Geoffrey Gowlland
- Full name: Geoffrey Cathcart Gowlland
- Date of birth: 27 May 1885
- Place of birth: Middlesex, England
- Date of death: 9 October 1980 (aged 95)
- Place of death: Yeovil, Somerset, England
- School: Fettes College
- Occupation(s): Army officer

Rugby union career
- Position(s): Forward

International career
- Years: Team / Apps / (Points)
- 1908–10: Scotland / 7 / (3)

= Geoffrey Gowlland =

Brigadier Geoffrey Cathcart Gowlland (27 May 1885 — 9 October 1980) was a British Army officer and Scotland international rugby union player.

Born in Middlesex, Gowlland was educated at Edinburgh's Fettes College.
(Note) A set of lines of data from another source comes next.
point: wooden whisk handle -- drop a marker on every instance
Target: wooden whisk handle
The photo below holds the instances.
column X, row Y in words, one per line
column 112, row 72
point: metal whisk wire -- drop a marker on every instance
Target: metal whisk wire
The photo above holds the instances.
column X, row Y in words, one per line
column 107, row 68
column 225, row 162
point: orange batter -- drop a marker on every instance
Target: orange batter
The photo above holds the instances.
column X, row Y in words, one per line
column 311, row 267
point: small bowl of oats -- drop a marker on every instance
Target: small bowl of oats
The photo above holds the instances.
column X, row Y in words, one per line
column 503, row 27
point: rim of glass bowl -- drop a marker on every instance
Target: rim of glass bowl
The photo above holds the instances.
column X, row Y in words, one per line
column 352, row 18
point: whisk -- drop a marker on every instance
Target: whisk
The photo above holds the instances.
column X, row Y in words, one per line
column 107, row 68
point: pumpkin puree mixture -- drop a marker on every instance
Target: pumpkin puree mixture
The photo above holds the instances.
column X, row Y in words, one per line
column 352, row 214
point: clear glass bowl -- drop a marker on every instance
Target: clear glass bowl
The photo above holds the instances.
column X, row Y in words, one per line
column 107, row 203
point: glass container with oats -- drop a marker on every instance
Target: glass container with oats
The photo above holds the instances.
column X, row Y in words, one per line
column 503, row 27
He played much of his rugby in the army and also competed with London Scottish. A forward, Gowlland gained seven caps for Scotland between 1908 and 1910.
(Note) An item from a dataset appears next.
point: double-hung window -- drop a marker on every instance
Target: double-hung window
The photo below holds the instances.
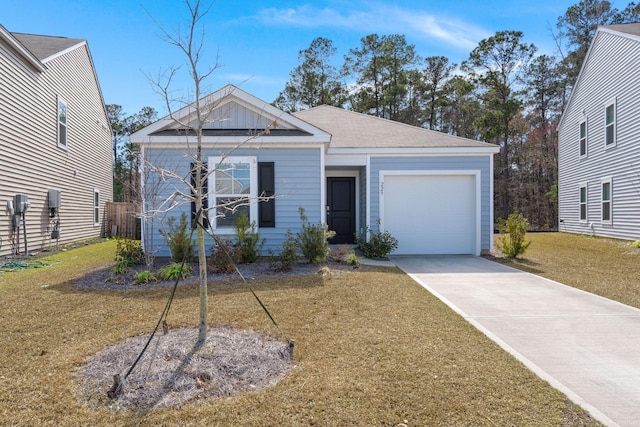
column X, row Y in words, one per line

Gowlland was deployed to France with the 2nd Infantry Division, BEF in World War I and was the only officer in his company to survive the First Battle of Ypres, but suffered severe injuries. He was awarded the Order of the Nile for later wartime service in Egypt, then rose up the ranks during the 1920s, at the end of which he was chief engineer in Iraq. Appointed a lieutenant-colonel in 1930, Gowlland was for a period the staff officer to the chief engineer at Aldershot. He served as chief engineer of the British Troops in China from 1937 until his retirement in 1940 and was granted honorary rank of brigadier.